Pour ma part, je vois un double mouvement de la discipline qui se partage comme un grand
fleuve entre mille bras mais dont deux me semblent avoir des débits plus importants. L’un des
deux est formé par une confluence de concepts et de méthodes qui ressortissent à des
disciplines voisines, au premier chef la sociologie, les sciences politiques et l’histoire habitées
par des préoccupations transversales (comme « l’économie morale » de J. Scott et les
« communautés imaginées » de B. Anderson) venues en fait de l’anthropologie mais dans
lesquelles politologues ou historiens ont insufflé une nouvelle vie. Dans cet espace aux
contours indécis, qui remet heureusement en question de vieilles barrières disciplinaires, les
chercheurs puisent à leur gré dans des boîtes à couleurs communes et peignent chacun leur
propre tableau en empruntant aux uns et aux autres. C’est un grand et dynamique chantier
dans lequel justement les adeptes de nouveaux objets et de terrains multi-situés s’en donnent à
cœur joie. Cette anthropologie tous azimuts vire facilement au journalisme pseudo-savant et
en écoutant certains exposés on se demande s’ils ne devraient pas plutôt être publiés par
l’Express ou Le Point. Mais mieux vaut peut-être du bon journalisme que de la mauvaise
anthropologie.
Un courant divergent charrie dans un canal plus étroit mais plus tumultueux, l’anthropologie
cognitive, la psychologie (surtout cognitive), la linguistique d’inspiration chomskyenne, et
des constructions relevant de théories évolutionnaires, néo-darwinistes, empruntant à la
biologie et aux sciences naturelles, en particulier l’éthologie et la primatologie, ainsi qu’aux
neurosciences. Le débat souvent violent aux Etats-Unis et en Grande-Bretagne entre tenants
de la psychologie évolutionnaire et ses détracteurs, est plus feutré voire inexistant dans le
milieu des anthropologues français où la méfiance viscérale à l’égard de tout « biologisme »
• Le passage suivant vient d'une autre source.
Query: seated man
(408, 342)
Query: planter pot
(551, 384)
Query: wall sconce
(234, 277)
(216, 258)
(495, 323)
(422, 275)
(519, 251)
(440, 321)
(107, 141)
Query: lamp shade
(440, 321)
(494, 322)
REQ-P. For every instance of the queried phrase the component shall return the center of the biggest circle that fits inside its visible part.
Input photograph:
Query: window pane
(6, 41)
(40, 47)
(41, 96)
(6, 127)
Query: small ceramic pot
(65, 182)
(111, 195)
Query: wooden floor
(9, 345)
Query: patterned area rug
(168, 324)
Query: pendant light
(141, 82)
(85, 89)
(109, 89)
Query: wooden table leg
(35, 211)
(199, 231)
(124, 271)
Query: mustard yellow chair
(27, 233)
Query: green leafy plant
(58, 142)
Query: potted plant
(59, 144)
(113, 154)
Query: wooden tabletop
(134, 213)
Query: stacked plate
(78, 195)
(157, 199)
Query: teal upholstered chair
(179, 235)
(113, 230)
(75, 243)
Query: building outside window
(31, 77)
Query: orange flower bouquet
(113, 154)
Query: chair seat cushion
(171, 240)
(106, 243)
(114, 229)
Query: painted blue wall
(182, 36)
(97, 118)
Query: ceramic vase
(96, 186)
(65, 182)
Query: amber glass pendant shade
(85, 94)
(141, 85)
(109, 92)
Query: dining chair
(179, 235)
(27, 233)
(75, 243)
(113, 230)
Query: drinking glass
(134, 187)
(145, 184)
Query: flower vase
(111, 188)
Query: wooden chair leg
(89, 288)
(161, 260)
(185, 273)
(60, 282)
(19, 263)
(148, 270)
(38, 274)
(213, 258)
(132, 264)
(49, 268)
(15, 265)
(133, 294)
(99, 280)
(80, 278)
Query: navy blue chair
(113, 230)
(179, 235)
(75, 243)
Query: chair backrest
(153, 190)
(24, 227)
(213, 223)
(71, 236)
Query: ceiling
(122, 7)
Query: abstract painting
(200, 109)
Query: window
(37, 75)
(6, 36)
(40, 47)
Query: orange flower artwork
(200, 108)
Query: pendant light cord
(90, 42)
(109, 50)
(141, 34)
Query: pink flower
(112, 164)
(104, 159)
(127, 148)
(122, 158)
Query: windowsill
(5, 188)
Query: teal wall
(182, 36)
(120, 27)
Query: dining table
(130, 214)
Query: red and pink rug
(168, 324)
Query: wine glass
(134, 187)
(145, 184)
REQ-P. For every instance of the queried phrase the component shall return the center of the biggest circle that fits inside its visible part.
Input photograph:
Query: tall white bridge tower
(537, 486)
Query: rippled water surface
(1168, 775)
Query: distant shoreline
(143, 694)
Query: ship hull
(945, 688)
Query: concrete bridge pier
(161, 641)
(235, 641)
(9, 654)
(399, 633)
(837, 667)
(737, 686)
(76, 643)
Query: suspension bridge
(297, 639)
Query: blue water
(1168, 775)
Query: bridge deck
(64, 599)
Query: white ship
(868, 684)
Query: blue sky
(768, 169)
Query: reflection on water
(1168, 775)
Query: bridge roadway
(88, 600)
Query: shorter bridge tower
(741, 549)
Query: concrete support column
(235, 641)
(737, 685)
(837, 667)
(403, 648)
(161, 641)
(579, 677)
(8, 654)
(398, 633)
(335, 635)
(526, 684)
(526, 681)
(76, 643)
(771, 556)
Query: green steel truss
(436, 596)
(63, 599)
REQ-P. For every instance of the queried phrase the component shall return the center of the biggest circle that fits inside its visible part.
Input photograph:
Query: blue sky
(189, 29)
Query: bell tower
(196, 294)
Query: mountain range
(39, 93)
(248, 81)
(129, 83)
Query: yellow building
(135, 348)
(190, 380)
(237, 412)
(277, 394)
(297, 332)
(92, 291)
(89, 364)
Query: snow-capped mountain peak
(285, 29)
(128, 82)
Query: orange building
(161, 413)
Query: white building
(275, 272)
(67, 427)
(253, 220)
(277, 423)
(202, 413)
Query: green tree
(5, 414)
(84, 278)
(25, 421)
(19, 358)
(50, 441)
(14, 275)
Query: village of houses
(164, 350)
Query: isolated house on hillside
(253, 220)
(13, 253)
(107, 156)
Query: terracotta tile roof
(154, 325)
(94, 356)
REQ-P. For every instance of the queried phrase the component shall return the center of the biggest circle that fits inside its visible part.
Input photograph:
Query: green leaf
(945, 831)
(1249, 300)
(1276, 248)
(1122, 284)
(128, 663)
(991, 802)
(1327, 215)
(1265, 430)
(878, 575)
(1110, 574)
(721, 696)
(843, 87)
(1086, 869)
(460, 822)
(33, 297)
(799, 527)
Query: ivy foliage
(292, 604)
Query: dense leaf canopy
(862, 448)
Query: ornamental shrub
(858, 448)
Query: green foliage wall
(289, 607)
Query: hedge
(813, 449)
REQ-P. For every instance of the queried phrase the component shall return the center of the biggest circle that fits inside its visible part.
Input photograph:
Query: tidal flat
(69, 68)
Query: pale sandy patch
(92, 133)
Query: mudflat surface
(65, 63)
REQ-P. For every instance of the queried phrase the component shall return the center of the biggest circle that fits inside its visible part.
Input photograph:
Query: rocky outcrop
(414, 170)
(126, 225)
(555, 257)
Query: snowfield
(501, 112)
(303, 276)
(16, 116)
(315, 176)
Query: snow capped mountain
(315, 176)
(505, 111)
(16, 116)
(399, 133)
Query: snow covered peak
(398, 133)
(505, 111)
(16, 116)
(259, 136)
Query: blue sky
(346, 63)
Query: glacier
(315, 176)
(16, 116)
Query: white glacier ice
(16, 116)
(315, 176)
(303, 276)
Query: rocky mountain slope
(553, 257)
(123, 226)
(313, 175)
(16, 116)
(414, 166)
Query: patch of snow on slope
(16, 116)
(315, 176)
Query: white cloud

s’exprime entre autres par un rejet total de tout ce qui ressemblerait à de la sociobiologie et
disons-le aussi par une certaine indifférence pour ces sujets, mis à part un cercle étroit
d’aficionado. Et pourtant il faut le dire, des enjeux énormes, bien plus considérables que dans
les sciences politiques ou historiques, sont présents. Car si l’anthropologie pouvait faire
alliance avec la psychologie comme elle l’avait fait avec la linguistique, alors elle se doterait
13
vraiment d’une méthode expérimentale et plus rien ne serait comme avant. Si l’anthropologie
retrouvait le berceau qui fut le sien des sciences naturelles, une boucle serait bouclée et on
entrerait je pense dans une ère nouvelle.
Conclusion : extension du domaine de la lutte
Les quelques remarques ci-dessus sont forcées et simplificatrices, mais comment faire
autrement si on veut échapper à la banalité ou à un discours prudent et creux? Dans
l’ensemble mon diagnostic, aussi peu assuré soit-il, est que l’anthropologie française est
marquée d’un côté par une richesse accrue de connaissances, de l’autre par un état de
confusion méthodologique. La multiplication à l’infini de sujets et centres d’intérêt,
l’attention résolument tournée vers la modernité et ses enjeux vitaux, font de l’anthropologie
française une discipline très vivante et très capable d’attirer les feux de la rampe, de la
politique, des médias, de l’éducation. Mais elle ne sait pas le faire. Les jeunes chercheurs sont
sans emploi, les départements d’anthropologie sont rares, les experts qui viennent parler aux
média ne sortent pas fréquemment de ses rangs, l’autorité publique de l’ethnologue n’égale ni
celle de l’historien, ni celle du sociologue, ni celle du psychologue. Nous avons amassé une
fortune mais nous ne savons pas la faire prospérer.